Ruby Web Development Microframework: Cuba
Publicado el Lunes, 22 de octubre de 2012Article originally published in the Neo blog.
We have many tools from which to choose when we’re facing a new web project. With applications tending to use a modular architecture on the web, and developing towards APIs, we’re building code that’s better to reuse and easier to test.
Rails is the most popular framework in Ruby when building web applications. Also, it’s an entrance technology for most new Rubyists due to its popularity. It’s a full-stack framework, opinionated and a great tool for specific uses. It tells you from the start it’s opinionated, it was built for convention over configuration, so it has a way to do things which it considers is the best way. But most programmers are opinionated themselves, so there’s the scenario where we need more control, mostly when we need to build lightweight applications.
This is the scenario where small Ruby web toolkits shine. The most popular of them being Sinatra, which has a very widespread use and is a great solution for web apps. It’s generally the preferred tool when splitting a Rails app into several smaller apps. It was inspired by Camping, part of the legacy left to the Ruby Community by _why. Camping defined itself as a microframework, so that’s how these toolkits are generally named versus the enormity of Rails and it’s way of doing things. They are good solutions when we won’t use everything Rails has to offer. That being said, Rails 4 is headed towards modularizing the framework and some features are being extracted into gems. There’s also a lot of customization available, even if most developers tend to accept its conventions.
Microframeworks are basically a thin abstraction layer over the HTTP protocol to route requests and respond with the desired content. They allow us to customize every aspect of the project. We can choose and add our solution for testing, orm, templates, etc. This way, every new project which we build on top of a microframework becomes our own customized web development framework, tailored to our project’s needs.
On RubyConf Argentina, Cuba’s author Michel Martens gave a talk about minimalist tools. He exposed a good point about dependencies in big tools such as Rails or Devise, which have a big list of dependencies, which at the same time have dependencies themselves. Sometimes these tools create problems for the developers, including functionality we don’t need or expect, for which we need to create workarounds. So we are sometimes bloating our projects before even starting to write our first lines of code. Minimalist kind of tools, tools that solve the one problem you are trying to solve and none more, are the lean way to go. All the extra functionality in big libraries or frameworks is unnecessary, therefore waste.

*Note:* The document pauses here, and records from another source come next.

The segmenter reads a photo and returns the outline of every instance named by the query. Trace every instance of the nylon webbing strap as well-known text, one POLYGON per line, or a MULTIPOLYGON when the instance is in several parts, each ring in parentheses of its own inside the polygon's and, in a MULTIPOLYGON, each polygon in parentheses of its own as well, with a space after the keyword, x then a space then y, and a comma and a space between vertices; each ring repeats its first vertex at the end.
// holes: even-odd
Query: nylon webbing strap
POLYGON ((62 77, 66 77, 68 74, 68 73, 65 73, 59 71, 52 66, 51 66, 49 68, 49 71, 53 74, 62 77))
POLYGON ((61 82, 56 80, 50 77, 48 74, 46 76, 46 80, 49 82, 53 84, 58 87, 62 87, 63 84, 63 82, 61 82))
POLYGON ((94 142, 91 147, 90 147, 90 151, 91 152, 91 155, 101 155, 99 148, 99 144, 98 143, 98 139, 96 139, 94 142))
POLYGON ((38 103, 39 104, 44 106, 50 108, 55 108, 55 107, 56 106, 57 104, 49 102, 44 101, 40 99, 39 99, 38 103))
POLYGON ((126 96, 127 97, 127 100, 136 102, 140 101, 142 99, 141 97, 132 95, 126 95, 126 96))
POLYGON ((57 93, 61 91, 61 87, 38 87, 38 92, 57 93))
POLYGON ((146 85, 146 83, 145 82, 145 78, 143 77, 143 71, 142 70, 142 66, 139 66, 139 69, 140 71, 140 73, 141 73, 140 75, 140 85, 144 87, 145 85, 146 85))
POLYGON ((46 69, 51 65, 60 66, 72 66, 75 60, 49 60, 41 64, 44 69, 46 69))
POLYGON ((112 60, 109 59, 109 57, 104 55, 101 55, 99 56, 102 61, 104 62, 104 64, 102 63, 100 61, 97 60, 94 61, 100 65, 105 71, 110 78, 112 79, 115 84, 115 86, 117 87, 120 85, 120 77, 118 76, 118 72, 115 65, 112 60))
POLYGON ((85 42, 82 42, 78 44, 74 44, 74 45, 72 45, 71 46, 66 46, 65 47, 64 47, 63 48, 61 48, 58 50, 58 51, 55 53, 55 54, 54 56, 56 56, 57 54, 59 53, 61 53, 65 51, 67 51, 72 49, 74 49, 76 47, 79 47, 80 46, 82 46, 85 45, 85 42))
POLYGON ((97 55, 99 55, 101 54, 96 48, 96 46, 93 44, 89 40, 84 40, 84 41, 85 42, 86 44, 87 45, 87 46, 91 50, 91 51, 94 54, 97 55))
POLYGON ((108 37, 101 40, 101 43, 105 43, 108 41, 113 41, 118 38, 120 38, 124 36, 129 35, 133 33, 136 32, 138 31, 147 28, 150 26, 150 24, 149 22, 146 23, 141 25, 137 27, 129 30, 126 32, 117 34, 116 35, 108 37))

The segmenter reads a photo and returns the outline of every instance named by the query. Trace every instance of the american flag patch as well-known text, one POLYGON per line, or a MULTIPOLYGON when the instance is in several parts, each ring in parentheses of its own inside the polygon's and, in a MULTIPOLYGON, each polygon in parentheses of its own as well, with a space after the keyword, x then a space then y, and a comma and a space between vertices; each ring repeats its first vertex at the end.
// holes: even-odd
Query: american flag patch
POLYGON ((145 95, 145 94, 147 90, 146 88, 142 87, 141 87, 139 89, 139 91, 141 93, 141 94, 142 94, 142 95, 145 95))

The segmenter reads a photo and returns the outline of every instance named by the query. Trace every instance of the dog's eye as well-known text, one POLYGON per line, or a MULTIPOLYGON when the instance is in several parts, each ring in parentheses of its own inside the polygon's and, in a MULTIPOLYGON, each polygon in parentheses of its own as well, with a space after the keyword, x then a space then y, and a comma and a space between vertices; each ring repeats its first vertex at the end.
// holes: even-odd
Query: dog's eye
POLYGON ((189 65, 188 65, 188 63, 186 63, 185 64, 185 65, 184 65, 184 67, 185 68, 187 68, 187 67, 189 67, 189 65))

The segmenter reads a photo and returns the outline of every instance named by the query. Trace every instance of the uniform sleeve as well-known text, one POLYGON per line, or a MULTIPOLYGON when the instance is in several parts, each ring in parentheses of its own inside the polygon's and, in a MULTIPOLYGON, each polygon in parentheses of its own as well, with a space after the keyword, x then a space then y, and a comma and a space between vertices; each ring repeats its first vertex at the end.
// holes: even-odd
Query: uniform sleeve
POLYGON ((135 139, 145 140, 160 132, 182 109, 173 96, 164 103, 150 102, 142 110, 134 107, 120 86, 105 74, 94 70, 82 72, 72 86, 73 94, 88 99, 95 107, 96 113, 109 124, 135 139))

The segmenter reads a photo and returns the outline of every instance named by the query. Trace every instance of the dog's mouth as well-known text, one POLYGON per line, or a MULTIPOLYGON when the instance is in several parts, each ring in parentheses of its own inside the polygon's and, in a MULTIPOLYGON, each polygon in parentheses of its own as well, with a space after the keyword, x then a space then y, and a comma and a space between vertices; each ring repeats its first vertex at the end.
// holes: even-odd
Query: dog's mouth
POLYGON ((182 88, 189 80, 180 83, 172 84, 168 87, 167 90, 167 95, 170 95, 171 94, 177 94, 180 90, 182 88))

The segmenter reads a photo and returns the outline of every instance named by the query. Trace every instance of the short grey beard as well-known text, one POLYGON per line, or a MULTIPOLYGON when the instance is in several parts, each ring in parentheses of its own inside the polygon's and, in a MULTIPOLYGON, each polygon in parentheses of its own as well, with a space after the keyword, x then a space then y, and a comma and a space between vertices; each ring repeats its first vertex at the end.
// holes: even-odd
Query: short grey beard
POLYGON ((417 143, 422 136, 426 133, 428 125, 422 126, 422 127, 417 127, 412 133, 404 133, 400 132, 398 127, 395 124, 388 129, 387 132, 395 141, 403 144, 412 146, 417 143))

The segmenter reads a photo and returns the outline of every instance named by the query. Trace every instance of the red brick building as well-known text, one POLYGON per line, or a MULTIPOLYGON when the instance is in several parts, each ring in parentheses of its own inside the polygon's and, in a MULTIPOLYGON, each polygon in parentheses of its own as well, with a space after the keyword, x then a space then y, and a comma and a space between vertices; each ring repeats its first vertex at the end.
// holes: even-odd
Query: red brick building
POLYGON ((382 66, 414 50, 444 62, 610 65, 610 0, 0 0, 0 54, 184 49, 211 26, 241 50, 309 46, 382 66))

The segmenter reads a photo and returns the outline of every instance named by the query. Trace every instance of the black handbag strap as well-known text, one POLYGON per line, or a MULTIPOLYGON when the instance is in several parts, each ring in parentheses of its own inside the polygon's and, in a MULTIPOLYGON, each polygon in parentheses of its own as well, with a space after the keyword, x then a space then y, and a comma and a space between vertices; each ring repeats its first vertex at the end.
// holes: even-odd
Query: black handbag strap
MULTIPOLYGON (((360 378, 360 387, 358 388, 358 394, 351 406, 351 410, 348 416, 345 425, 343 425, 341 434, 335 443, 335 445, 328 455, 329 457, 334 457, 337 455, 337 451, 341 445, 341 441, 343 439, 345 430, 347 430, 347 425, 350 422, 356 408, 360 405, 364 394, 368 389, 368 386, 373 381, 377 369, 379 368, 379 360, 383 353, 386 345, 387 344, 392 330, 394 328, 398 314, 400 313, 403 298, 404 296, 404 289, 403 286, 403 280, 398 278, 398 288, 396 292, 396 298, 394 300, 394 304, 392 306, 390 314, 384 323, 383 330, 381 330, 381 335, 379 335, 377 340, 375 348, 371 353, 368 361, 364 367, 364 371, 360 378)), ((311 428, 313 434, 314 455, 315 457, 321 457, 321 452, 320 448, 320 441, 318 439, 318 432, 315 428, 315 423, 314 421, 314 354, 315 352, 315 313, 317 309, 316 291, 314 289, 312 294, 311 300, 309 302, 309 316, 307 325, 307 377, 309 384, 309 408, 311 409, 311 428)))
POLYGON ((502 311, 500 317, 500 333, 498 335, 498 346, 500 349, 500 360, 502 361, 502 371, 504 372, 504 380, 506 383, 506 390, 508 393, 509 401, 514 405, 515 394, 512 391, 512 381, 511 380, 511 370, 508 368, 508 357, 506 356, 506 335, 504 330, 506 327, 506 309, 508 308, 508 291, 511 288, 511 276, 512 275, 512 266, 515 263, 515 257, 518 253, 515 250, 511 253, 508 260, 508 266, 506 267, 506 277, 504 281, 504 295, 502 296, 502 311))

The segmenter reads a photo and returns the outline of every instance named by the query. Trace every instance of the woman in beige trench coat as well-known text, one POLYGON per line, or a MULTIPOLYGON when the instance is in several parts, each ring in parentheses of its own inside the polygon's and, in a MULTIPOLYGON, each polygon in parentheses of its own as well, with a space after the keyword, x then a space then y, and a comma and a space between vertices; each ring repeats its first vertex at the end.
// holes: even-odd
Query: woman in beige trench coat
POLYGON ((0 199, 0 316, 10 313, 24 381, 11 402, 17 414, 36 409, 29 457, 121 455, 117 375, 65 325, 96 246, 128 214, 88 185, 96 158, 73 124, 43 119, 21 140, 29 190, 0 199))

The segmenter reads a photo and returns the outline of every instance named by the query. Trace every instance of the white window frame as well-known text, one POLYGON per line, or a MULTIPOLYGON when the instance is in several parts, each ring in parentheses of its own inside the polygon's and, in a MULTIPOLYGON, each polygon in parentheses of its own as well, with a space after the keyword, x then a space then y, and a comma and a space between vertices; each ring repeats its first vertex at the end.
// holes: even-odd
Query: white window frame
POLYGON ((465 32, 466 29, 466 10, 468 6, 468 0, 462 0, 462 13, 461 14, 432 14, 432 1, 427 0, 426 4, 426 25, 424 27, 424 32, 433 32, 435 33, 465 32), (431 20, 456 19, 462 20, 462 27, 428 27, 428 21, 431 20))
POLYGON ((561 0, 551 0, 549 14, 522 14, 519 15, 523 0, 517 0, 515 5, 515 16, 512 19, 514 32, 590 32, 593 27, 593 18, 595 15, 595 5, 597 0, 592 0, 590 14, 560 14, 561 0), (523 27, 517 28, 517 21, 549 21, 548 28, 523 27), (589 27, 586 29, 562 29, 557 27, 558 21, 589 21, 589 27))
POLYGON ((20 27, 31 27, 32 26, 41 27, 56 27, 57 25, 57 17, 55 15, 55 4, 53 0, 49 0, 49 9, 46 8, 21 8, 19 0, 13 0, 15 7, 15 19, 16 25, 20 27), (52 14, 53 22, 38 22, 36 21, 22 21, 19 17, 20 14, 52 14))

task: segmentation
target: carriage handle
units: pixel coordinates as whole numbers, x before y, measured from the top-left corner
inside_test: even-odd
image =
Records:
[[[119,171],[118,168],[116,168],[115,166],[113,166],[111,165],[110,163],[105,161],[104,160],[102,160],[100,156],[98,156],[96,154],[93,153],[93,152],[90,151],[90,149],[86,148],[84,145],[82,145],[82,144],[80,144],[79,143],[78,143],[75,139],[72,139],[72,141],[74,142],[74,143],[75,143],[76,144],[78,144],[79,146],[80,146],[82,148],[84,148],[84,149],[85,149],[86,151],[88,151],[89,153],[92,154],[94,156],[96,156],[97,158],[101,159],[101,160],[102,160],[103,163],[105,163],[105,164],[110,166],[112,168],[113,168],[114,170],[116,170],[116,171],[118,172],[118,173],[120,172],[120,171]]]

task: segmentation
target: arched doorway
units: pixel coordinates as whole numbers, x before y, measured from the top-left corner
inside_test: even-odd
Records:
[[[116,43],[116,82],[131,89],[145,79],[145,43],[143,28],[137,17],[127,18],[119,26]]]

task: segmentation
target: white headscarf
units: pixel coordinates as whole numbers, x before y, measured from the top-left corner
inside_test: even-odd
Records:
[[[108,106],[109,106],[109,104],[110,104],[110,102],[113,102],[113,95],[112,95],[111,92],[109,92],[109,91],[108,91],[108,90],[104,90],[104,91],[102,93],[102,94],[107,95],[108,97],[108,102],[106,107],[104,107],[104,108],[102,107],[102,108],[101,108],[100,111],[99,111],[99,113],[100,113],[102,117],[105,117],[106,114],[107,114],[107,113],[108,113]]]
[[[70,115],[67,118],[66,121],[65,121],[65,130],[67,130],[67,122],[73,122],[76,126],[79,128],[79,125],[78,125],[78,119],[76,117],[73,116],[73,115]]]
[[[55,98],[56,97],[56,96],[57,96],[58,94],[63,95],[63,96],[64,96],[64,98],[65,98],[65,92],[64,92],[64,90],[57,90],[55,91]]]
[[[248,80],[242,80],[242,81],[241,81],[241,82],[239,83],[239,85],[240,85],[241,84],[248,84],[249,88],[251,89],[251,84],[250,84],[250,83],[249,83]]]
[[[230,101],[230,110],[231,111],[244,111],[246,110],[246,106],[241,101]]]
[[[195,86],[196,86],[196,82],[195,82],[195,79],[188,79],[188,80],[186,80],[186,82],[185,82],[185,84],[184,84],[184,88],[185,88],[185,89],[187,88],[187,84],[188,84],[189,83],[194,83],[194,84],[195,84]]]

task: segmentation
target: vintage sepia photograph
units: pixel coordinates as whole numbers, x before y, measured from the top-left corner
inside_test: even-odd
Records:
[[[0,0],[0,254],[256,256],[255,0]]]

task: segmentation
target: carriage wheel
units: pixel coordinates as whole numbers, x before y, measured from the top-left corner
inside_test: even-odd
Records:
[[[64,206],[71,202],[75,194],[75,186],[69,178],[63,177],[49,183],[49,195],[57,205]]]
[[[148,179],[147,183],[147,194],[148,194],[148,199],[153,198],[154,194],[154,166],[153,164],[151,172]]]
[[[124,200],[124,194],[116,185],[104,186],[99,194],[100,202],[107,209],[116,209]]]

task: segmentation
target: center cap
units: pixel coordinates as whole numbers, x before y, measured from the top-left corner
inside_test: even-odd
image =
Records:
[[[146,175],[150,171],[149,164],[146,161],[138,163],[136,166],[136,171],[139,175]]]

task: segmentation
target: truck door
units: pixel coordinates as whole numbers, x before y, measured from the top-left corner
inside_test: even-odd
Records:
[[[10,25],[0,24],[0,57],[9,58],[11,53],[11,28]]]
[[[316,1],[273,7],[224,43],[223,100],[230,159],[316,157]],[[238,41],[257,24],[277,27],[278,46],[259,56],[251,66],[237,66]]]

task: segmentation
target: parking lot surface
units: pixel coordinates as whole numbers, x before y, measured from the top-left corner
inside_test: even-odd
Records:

Cuba integrates templates via Tilt. The code is pretty simple, you can get a simple index page with something like this:
cat index.rb Cuba.use Rack::Session::Cookie Cuba.define do on get do on "hello" do res.write "Hello world!" end on root do res.redirect "/hello" end end end |
And to be able to run this, create a config.ru file:
# cat config.ru require "./index" run Cuba |
Now just rackup or shotgun it, and you have your web application running. You can read more about it on github, I encourage you to check it out and build a web app yourself.
Microframeworks such as Cuba are being used for real projects right now, we’ve been working on a project we started building with Cuba some months ago. We started adding the needed libraries with each iteration. Keeping the minimalist mindset, we went for minitest for testing, and used Capybara when we started writing the front-end.
We used Thor for tasks such as creating migrations and running tests, Sequel as the ORM and ERB for templates. We had a general idea of what the project needed, so we started iterating small. This also helps us prevent featuritis, adding libraries or features which might be useful eventually, but there’s no certainty we’ll actually use them.
The project has come a long way, and we did have to build a framework on top of Cuba, very specific to the project’s specification. We are still maintaining its code and it’s rather simple to do so. We’ve had no performance issues at all on the server side, even when testing with a large user base, so we’re really satisfied with what we’ve built. Microframeworks are here to stay, and they are not only for hackers to play around with, they are ready for business.